How Courts Work
Learn about the courts that hear cases in Winnebago County.
Courts in Illinois
A court of last resort, known as a Supreme Court, is the highest court in Illinois, located in the State’s capital of Springfield, IL. The Supreme Court presides over all courts in the State and typically hears appeals from the Appellate Courts. The Appellate level of the system is an intermediate Court of Appeals. These courts, with 5 total districts located throughout the state, hear appeals for cases originally heard at the trial court level. Winnebago and Boone County are a part of the Second Judicial District of the Appellate Court. In Illinois, we call trial courts Circuit Courts. There are a total of 23 Circuit Courts. Winnebago and Boone County are a part of the 17th Judicial Circuit. The 17th Judicial Circuit has two county courthouses- one in each of the counties (Winnebago and Boone).
Inside the Courts
You will probably find these court employees and staff members when you enter the court house:
- The Court Clerk: If you are giving the court paperwork (otherwise known as “filing”) or trying to ask general questions about a case, you can visit the Clerk’s office. The Clerk is in charge of filing documents that parties submit to the court. You can find them on the first floor of the Winnebago County Courthouse (Room 108).
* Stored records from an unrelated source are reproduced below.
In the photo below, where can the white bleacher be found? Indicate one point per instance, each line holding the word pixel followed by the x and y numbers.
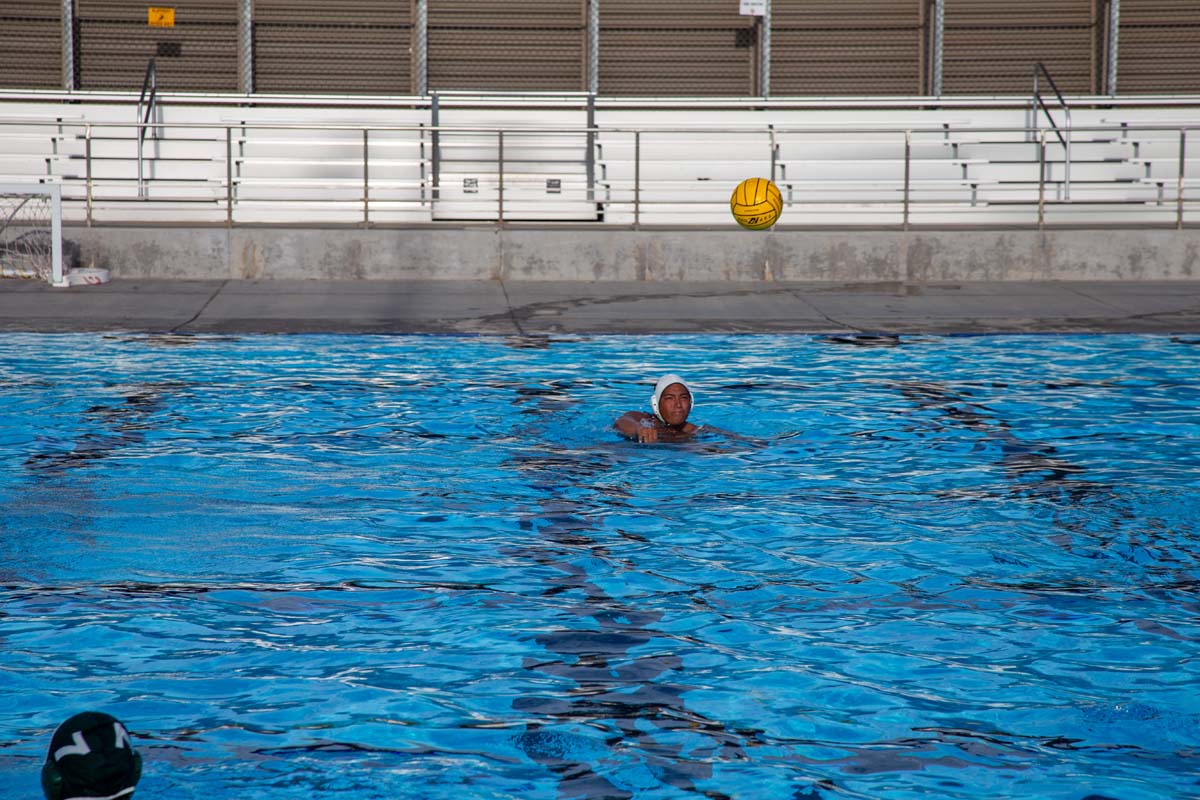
pixel 300 161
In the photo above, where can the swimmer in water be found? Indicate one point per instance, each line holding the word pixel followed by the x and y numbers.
pixel 671 403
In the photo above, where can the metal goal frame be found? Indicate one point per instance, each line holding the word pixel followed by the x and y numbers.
pixel 54 192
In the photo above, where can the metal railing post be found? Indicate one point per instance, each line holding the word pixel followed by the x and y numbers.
pixel 765 46
pixel 1114 37
pixel 591 158
pixel 69 44
pixel 87 146
pixel 637 178
pixel 1179 192
pixel 420 47
pixel 593 47
pixel 774 151
pixel 1042 180
pixel 939 34
pixel 246 48
pixel 228 176
pixel 907 174
pixel 435 150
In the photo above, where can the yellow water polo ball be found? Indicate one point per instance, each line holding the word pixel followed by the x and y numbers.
pixel 756 204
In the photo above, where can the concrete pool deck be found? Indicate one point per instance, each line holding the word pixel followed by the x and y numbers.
pixel 545 307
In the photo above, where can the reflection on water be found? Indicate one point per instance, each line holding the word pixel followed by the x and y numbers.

- Judges: Every courtroom has a judge, who makes the decisions about the issues raised by those in court. They wear a black robe and sit in the front of the court, facing everyone else. There are two types of judges you’ll meet at the Winnebago County Courthouse- Associate and Circuit Judges. Associate Judges are appointed by the court, and Circuit Judges are elected by voters at a general election. It's customary to refer to judges as “Your Honor” while in the courtroom.
- The Courtroom Clerk: Every courtroom has a clerk who helps the judge to manage the cases being heard- this includes keeping records or scheduling future hearings. They typically sit to the left or right of the judge.
- A Bailiff: Bailiffs are in charge of security of the courtroom. They also help the judge organize who appears when during a given time slot. Let the bailiff, typically in a dark suit, know who you are and what case you are involved in when you arrive in the courtroom.
- An Interpreter: When either a party or witness in a case is unable to understand English, there is a court interpreter that can arrive to help those non-English speakers understand.
If you are curious what goes on in a courtroom, you are able to watch most hearings and trials, as they are open to the public. That way, you have an idea of what to expect.